“The world knows nothing of many great Poles.”- Janusz Korczak
Some children high stepped, others
had to be dragged by their armbands,
but most of them, free
from the crucible orphanage walls,
blindly obeyed the doctor.
“They don’t want you, just the children!”
He never replied to the pleading few.
He only broke step twice with his troop--
the first was to make sure the children followed;
the second was to hand a stack of papers
to a coughing soot-haired youth-- the
one child in the crowd that day not being
forced to march. Then, the doctor
resumed his pace as caboose of the line.
The ghetto sea thinned as the
hazy box car opened its doors--
for every child that entered the train,
ten people lost their voices.
When the doctor was the only one left
to walk through the sliding doors,
the solitary thing that could be heard
was the ticking of a pocket watch
lying in the corner of the cattle car.
Tick! Tick!
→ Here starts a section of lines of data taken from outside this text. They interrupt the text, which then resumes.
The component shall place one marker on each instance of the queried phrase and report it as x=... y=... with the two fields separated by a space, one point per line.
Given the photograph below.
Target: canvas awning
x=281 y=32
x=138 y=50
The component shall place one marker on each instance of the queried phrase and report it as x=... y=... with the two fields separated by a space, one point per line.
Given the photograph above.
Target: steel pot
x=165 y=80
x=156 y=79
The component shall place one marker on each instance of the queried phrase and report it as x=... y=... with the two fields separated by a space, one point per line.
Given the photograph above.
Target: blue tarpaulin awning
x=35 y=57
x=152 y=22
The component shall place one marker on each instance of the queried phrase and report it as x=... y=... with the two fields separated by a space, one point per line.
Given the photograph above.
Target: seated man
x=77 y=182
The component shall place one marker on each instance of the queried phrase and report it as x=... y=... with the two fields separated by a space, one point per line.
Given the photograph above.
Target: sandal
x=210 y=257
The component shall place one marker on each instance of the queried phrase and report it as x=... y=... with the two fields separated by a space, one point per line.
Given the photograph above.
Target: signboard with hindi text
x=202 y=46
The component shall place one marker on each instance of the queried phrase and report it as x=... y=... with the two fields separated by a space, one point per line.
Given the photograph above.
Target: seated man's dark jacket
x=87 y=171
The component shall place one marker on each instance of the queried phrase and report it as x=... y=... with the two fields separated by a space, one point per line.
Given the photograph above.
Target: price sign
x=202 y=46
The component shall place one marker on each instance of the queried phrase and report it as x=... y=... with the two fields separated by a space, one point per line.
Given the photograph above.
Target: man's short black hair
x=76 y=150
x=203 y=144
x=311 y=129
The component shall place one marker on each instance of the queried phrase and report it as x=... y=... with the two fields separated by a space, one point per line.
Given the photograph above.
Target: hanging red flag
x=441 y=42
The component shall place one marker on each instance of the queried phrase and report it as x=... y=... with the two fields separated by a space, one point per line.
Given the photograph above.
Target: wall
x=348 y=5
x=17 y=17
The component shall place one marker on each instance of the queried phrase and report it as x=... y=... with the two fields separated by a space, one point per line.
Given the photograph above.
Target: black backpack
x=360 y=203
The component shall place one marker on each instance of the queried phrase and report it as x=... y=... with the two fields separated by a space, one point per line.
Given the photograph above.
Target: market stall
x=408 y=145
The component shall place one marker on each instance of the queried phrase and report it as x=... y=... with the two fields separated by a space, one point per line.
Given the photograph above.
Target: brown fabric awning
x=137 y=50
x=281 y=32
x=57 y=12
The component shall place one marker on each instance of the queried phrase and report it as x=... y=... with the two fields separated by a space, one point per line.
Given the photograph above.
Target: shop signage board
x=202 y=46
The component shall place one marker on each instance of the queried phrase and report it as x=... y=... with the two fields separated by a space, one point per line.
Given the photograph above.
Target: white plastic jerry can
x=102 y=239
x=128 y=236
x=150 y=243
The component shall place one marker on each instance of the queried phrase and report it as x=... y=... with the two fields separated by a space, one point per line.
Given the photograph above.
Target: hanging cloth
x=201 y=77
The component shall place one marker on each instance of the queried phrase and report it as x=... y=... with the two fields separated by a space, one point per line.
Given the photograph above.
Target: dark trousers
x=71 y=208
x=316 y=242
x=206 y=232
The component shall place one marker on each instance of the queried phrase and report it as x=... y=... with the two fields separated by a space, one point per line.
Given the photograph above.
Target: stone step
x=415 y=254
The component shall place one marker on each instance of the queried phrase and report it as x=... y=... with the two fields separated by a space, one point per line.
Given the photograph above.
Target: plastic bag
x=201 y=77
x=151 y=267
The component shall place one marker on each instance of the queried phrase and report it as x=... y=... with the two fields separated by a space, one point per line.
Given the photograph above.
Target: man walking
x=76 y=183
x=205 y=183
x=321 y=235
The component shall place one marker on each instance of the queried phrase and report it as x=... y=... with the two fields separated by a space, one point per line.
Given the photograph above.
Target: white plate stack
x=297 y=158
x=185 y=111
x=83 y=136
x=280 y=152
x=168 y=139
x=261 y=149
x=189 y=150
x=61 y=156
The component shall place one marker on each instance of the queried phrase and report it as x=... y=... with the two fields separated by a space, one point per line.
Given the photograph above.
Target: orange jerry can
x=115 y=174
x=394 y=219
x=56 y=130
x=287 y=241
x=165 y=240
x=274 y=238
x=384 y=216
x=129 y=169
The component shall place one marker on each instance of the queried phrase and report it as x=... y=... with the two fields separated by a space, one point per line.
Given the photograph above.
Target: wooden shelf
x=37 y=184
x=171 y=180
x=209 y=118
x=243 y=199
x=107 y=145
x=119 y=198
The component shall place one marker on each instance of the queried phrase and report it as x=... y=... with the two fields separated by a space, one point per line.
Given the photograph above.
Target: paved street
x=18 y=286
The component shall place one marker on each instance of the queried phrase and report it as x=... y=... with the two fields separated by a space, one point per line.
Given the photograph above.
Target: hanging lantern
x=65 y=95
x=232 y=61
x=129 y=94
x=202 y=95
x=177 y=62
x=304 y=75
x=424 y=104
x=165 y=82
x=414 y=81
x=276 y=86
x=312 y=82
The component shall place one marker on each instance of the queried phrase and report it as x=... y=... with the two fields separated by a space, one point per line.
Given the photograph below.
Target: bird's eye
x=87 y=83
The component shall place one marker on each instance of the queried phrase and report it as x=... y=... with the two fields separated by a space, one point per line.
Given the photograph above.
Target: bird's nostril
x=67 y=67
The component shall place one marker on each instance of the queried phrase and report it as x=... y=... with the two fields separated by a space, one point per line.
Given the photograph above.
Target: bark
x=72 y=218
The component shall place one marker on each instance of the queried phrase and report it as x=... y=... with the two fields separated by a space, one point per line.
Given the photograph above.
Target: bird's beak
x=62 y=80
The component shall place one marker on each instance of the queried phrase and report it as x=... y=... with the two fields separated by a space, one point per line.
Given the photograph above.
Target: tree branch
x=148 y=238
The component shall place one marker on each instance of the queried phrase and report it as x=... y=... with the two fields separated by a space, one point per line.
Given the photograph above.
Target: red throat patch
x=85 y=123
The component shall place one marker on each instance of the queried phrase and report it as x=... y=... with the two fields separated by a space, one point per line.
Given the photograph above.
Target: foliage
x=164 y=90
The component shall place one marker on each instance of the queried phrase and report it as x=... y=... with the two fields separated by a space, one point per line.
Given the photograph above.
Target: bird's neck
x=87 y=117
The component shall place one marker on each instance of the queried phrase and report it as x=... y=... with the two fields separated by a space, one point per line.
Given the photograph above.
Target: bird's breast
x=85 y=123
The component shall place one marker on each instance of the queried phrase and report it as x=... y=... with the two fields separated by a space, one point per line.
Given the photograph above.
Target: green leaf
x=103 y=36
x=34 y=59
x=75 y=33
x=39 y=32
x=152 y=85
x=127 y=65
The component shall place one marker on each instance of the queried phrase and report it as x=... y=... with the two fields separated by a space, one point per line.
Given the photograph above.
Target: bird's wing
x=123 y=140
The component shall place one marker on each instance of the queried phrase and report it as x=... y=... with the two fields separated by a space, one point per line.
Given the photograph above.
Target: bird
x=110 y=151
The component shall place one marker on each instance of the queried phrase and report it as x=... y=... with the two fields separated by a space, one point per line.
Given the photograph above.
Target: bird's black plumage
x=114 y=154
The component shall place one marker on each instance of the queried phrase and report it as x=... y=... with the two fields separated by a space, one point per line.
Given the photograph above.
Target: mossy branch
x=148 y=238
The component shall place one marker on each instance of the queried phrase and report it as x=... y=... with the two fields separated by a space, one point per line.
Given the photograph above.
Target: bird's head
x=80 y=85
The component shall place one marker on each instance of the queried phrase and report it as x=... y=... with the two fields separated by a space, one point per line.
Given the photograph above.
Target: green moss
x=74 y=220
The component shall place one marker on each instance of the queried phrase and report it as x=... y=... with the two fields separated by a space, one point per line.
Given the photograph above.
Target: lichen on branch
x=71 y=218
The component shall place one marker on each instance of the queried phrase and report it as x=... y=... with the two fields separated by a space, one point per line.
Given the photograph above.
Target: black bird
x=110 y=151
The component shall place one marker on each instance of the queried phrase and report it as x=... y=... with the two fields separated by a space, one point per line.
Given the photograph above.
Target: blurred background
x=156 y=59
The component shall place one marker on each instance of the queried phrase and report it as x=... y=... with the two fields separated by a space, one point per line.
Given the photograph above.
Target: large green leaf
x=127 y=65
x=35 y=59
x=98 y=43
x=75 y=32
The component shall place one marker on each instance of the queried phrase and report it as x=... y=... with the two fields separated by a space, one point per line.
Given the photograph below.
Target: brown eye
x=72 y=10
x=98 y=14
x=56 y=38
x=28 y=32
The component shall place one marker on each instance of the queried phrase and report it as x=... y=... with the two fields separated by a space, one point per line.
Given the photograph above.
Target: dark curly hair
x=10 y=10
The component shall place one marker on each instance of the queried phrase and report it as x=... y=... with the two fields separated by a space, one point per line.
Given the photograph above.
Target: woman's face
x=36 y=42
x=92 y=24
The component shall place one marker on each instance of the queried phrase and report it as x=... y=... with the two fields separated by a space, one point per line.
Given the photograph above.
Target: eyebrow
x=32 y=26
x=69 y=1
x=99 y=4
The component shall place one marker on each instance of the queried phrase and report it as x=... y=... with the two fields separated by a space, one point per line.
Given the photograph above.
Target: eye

Tick!
About Janusz Korczak
Janusz Korczak was an elderly doctor who cared for countless children at an orphanage in the Warsaw Ghetto. Born Henryk Goldzmit in 1878, Korczak first made a name for himself in Poland as a pediatrician, writer, and children’s rights advocate. Korczak would later change his name to shield himself from the growing anti-Semitism of the time. He wrote autobiographical novels at the turn of the century as well as founding the first children’s newspaper, The Little Review, and he had a radio program as “the Old Doctor.” Later, he gave up his medical practice to establish the first progressive orphanages in Warsaw. From that point until the beginning of the Nazi occupation of Warsaw, Korczak wrote about children and for children. Korczak was 64 when he began writing Ghetto Diary (Yale University Press: New Haven (CT), 2003). Refusing numerous attempts at freedom, Korczak died with his children at Treblinka.